Lorsqu’une figure emblématique de la télévision américaine comme le Dr Phil McGraw s’exprime publiquement et avec ferveur sur le sujet des objets volants non identifiés (OVNI) et des phénomènes anormaux non identifiés (PAN), il devient évident que le grand public commence véritablement à prêter attention à cette question. Invité par l’administration de la Maison Blanche à examiner la dernière série de dossiers gouvernementaux sur les PAN avant leur déclassification publique, le célèbre psychologue a partagé ses conclusions lors de l’émission Reality Check présentée par le journaliste Ross Coulthart.
Pourquoi la Maison Blanche a-t-elle fait appel au Dr Phil ?
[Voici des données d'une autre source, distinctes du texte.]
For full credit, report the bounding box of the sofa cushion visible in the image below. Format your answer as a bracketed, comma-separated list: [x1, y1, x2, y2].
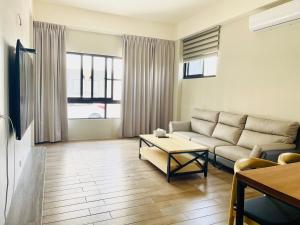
[191, 118, 216, 136]
[191, 135, 231, 153]
[237, 130, 286, 149]
[215, 145, 251, 161]
[212, 123, 242, 144]
[212, 112, 247, 144]
[218, 112, 247, 129]
[192, 108, 219, 123]
[237, 116, 299, 149]
[172, 131, 201, 141]
[245, 116, 299, 144]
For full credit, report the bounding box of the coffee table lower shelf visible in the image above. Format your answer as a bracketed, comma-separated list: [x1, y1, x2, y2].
[140, 146, 208, 182]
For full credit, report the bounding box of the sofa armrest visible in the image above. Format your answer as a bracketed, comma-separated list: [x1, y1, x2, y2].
[250, 143, 296, 158]
[169, 121, 191, 133]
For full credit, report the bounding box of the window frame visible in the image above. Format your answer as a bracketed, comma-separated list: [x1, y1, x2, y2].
[183, 58, 217, 79]
[66, 51, 122, 119]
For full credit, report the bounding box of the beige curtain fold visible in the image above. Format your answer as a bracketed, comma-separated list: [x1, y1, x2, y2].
[122, 35, 175, 137]
[33, 21, 68, 143]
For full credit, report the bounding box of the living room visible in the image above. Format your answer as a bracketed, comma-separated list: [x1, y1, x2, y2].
[0, 0, 300, 225]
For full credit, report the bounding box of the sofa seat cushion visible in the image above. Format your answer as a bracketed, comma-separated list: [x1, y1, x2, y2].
[192, 135, 232, 153]
[212, 123, 242, 145]
[237, 130, 286, 149]
[215, 145, 251, 161]
[172, 131, 202, 141]
[245, 116, 299, 144]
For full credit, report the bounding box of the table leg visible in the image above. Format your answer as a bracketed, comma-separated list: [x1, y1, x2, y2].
[139, 138, 142, 159]
[204, 151, 208, 177]
[236, 180, 246, 225]
[167, 153, 171, 183]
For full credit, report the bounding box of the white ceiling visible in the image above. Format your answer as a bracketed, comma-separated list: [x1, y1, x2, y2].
[39, 0, 217, 23]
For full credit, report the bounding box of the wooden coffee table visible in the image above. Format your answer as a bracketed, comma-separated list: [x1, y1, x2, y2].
[139, 134, 208, 182]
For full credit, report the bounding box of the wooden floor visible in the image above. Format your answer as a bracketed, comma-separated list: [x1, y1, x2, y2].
[43, 140, 248, 225]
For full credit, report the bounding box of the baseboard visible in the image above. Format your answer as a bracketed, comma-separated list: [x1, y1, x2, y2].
[6, 148, 46, 225]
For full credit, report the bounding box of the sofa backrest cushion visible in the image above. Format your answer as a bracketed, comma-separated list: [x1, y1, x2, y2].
[191, 118, 216, 137]
[237, 116, 299, 149]
[218, 112, 247, 129]
[192, 108, 219, 123]
[212, 112, 247, 144]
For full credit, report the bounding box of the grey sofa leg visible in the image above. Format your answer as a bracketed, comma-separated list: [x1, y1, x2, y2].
[213, 154, 217, 167]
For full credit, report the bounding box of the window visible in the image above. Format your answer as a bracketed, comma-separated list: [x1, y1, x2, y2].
[183, 56, 218, 78]
[67, 53, 123, 119]
[182, 26, 220, 78]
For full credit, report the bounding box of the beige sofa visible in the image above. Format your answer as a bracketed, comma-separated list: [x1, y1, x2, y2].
[170, 109, 299, 166]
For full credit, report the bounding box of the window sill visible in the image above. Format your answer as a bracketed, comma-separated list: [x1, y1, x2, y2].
[68, 118, 121, 120]
[183, 75, 216, 80]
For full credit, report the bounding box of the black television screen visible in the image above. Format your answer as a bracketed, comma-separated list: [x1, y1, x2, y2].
[9, 40, 34, 140]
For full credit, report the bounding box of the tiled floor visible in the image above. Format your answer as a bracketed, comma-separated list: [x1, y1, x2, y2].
[43, 140, 248, 225]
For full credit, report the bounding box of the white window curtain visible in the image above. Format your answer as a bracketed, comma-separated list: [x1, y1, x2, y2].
[33, 21, 68, 143]
[122, 35, 175, 137]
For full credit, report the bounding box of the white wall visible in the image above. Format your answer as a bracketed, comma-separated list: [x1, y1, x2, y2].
[0, 0, 32, 225]
[181, 17, 300, 121]
[67, 29, 122, 140]
[34, 1, 176, 39]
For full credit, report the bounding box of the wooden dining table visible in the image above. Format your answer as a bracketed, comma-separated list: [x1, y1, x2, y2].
[236, 163, 300, 225]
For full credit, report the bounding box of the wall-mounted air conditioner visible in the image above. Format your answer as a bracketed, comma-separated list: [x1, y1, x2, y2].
[249, 0, 300, 31]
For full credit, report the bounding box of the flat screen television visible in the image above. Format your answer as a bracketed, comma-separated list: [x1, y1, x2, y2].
[9, 40, 35, 140]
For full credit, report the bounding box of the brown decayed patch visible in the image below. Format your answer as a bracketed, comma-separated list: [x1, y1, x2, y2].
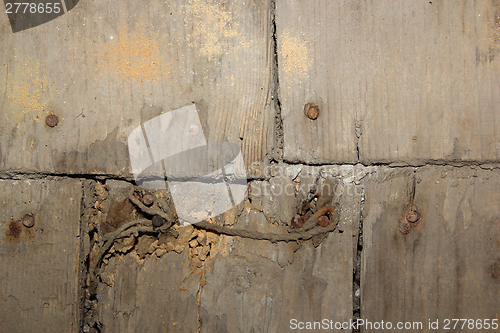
[5, 221, 22, 242]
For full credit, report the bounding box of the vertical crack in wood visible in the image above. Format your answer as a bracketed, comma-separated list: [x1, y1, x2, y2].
[270, 0, 284, 162]
[352, 185, 365, 333]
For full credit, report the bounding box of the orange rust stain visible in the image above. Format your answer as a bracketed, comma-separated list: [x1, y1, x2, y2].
[99, 33, 169, 81]
[5, 221, 22, 242]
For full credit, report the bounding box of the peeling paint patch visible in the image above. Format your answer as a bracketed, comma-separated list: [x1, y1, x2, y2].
[281, 31, 311, 76]
[6, 60, 50, 123]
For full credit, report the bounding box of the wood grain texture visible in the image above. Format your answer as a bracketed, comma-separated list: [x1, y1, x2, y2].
[361, 167, 500, 332]
[276, 0, 500, 164]
[0, 180, 82, 333]
[0, 0, 274, 176]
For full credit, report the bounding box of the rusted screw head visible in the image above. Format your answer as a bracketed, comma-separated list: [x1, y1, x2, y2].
[23, 214, 35, 228]
[45, 114, 59, 127]
[304, 103, 319, 120]
[399, 222, 411, 235]
[142, 194, 155, 207]
[153, 215, 166, 228]
[406, 210, 420, 223]
[318, 215, 329, 228]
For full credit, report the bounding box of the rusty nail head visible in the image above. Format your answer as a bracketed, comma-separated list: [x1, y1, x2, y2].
[45, 114, 59, 127]
[304, 103, 319, 120]
[399, 222, 411, 235]
[23, 214, 35, 228]
[406, 210, 420, 223]
[318, 215, 329, 228]
[153, 215, 165, 228]
[142, 194, 155, 207]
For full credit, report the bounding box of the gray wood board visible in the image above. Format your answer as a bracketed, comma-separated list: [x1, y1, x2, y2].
[0, 0, 274, 177]
[361, 167, 500, 332]
[0, 180, 82, 333]
[276, 0, 500, 164]
[97, 170, 361, 332]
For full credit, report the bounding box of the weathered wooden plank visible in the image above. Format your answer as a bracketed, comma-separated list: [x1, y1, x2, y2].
[276, 0, 500, 164]
[361, 166, 500, 332]
[93, 166, 365, 332]
[0, 0, 274, 176]
[0, 180, 82, 333]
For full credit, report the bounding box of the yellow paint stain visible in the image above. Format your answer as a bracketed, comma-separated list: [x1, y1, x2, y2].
[99, 33, 169, 81]
[7, 60, 49, 123]
[184, 0, 250, 60]
[281, 31, 311, 76]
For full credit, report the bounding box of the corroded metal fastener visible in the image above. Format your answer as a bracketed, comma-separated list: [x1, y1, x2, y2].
[45, 114, 59, 127]
[399, 222, 411, 235]
[142, 194, 155, 207]
[304, 103, 319, 120]
[153, 215, 166, 228]
[23, 214, 35, 228]
[405, 210, 420, 223]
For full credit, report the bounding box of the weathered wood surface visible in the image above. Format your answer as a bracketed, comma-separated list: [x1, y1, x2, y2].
[0, 0, 274, 177]
[96, 166, 361, 332]
[0, 180, 82, 333]
[276, 0, 500, 164]
[361, 167, 500, 332]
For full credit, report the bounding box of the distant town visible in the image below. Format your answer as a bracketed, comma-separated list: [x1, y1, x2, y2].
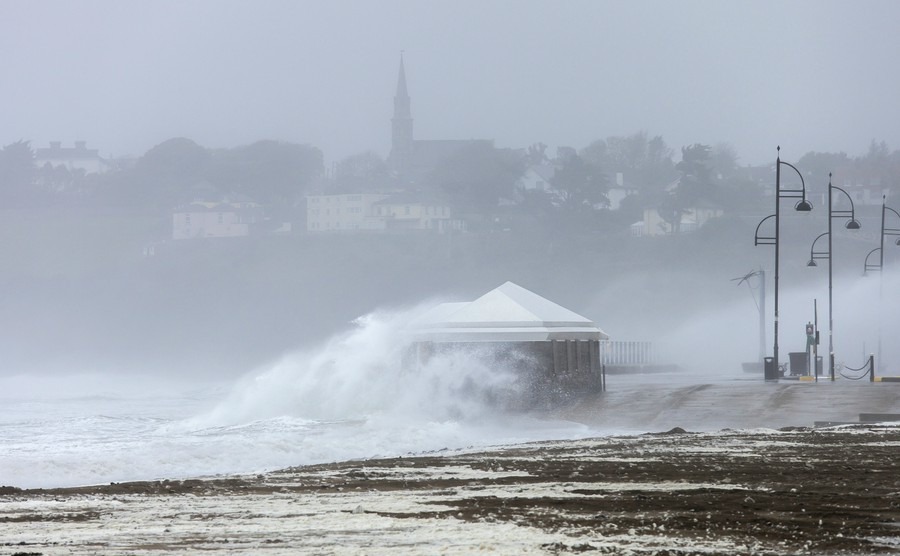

Le choix de l’administration américaine de se tourner vers un psychologue plutôt que vers un astrophysicien peut surprendre. Pourtant, la démarche s’inscrit dans une logique d’évaluation de l’impact psychologique et sociétal d’une telle révélation. Siégant à la Commission présidentielle pour la liberté religieuse et entretenant des relations avec Donald Trump ainsi qu’avec plusieurs membres de l’administration, le Dr Phil est perçu comme une voix de confiance, écoutée par des millions d’Américains depuis 25 ans.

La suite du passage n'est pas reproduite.